In the last few weeks I've noticed one of my co-workers sleeping in their vehicle in our parking lot when I come in in the morning. It looks like the vehicle hasn't moved in a long time (not positive on this, they could move it in the evenings and come back to the same parking place). I know that they work two jobs (or at least did last time I spoke with them about it). They're not really a friend of mine, just a colleague who shares some of my outside interests and I'm a bit concerned for them since winter is approaching and it's getting cold at night (northern US).
I don't want to embarrass them, or report them to our company in any way, as it seems like it's not really the company's business, or mine for that matter. The parking lot where they're sleeping doesn't belong to the company, it belongs to a parking lot company but the vehicle has the proper permit, so that's not an issue, or at least I'm reasonably sure it's not, the parking company may have rules against long term parking, but since the permit is there and valid, it seems like it's OK.
I've had another co-worker go homeless quite some time ago, but we lived in Southern California at the time, so they were less likely to be affected by cold weather, and they weren't homeless for very long (I think about three months as I recall).
I'm not in a particularly good position to offer financial help as I've got a sibling who's not far from being homeless as well, and any financial help I can offer is going to go to them.
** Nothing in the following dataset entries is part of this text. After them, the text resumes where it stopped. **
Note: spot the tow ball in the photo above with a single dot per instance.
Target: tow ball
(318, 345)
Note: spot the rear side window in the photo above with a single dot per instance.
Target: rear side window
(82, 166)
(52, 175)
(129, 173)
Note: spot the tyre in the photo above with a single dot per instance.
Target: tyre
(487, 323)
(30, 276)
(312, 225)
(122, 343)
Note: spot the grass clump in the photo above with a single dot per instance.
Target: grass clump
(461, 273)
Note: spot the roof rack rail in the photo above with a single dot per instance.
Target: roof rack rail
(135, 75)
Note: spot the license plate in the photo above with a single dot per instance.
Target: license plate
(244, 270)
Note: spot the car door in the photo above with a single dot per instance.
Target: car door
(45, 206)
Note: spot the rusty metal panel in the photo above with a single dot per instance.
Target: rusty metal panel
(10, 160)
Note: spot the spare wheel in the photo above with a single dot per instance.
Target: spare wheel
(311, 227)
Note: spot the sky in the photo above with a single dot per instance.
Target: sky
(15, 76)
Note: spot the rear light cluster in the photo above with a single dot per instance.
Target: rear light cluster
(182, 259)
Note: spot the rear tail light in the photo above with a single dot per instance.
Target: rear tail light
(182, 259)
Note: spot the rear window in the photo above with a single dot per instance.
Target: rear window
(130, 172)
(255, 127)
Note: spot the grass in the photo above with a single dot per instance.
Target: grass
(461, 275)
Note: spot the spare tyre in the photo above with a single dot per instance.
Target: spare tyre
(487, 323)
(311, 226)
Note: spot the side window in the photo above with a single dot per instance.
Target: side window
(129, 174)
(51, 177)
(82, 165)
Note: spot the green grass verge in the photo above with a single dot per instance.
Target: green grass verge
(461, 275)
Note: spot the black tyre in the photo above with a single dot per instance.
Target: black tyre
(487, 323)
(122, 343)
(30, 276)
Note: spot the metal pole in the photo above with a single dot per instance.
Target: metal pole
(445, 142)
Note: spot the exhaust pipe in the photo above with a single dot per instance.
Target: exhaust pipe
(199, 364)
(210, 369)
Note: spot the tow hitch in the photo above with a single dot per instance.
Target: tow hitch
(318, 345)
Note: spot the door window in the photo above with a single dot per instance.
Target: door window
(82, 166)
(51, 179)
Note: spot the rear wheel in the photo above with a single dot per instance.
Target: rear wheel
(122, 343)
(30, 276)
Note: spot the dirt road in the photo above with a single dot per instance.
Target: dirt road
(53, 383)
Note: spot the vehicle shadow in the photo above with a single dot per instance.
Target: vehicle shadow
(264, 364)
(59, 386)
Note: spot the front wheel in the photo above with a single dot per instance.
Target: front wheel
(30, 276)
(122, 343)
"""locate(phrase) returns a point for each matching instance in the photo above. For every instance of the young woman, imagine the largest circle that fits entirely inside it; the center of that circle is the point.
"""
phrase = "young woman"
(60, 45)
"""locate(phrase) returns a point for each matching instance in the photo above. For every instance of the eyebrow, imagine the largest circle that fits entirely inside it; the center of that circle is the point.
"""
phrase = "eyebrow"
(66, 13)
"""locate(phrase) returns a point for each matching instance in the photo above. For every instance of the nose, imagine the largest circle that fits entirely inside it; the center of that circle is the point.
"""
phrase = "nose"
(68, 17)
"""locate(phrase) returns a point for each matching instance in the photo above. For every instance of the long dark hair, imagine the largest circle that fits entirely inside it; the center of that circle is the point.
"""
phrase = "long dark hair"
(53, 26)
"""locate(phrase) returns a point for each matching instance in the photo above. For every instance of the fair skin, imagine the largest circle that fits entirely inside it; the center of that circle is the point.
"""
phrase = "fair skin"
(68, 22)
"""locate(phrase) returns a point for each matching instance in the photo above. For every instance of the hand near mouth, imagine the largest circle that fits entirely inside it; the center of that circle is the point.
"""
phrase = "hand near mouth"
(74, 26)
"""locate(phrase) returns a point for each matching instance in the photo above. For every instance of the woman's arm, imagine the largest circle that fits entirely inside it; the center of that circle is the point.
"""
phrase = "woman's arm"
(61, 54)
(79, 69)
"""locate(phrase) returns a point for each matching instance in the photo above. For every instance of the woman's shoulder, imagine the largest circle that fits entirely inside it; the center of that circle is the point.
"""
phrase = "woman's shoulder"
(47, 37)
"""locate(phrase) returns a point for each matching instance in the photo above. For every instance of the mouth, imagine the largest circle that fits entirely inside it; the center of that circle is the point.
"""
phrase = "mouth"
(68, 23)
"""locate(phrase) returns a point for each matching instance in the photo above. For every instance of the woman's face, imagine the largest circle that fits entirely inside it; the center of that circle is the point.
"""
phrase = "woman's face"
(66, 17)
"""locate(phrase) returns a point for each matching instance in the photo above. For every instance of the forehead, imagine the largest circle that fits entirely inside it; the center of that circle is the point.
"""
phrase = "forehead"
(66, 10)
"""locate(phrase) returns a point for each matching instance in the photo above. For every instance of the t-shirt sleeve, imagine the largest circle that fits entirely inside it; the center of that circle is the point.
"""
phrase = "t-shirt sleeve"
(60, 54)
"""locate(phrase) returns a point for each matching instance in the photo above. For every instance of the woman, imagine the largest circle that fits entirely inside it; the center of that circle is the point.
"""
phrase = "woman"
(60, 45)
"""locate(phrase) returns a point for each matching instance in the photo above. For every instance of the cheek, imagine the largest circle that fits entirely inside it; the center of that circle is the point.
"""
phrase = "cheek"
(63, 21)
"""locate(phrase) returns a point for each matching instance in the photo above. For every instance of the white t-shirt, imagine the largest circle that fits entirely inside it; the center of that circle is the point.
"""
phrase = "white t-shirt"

However, I can offer more material things like blankets or sleeping bags to help fend off the chill during the night.
What is the best way to help my colleague in this situation?
Edit after reading comments & answers below:
At lunch just now I took the opportunity to take a look into their vehicle as I walked past it to mine. There's no evidence of a sleeping bag or blankets, nor is there an accumulation of seeds or leaves from the trees that are in close proximity and dropping both at a prodigious rate (my car had lots at the end of each day). This lends credence to the "taking a nap before work" theory postulated below. The temperature last night was close enough to freezing that there was frost. Without something to sleep in, it's unlikely that they're spending the night in the vehicle as I first supposed.
I think the thing to do is stop worrying about it, keep an eye on them for other signs of stress. There are none apparent when talking to them, but I'm hardly an expert, they seem their normal cheerful self.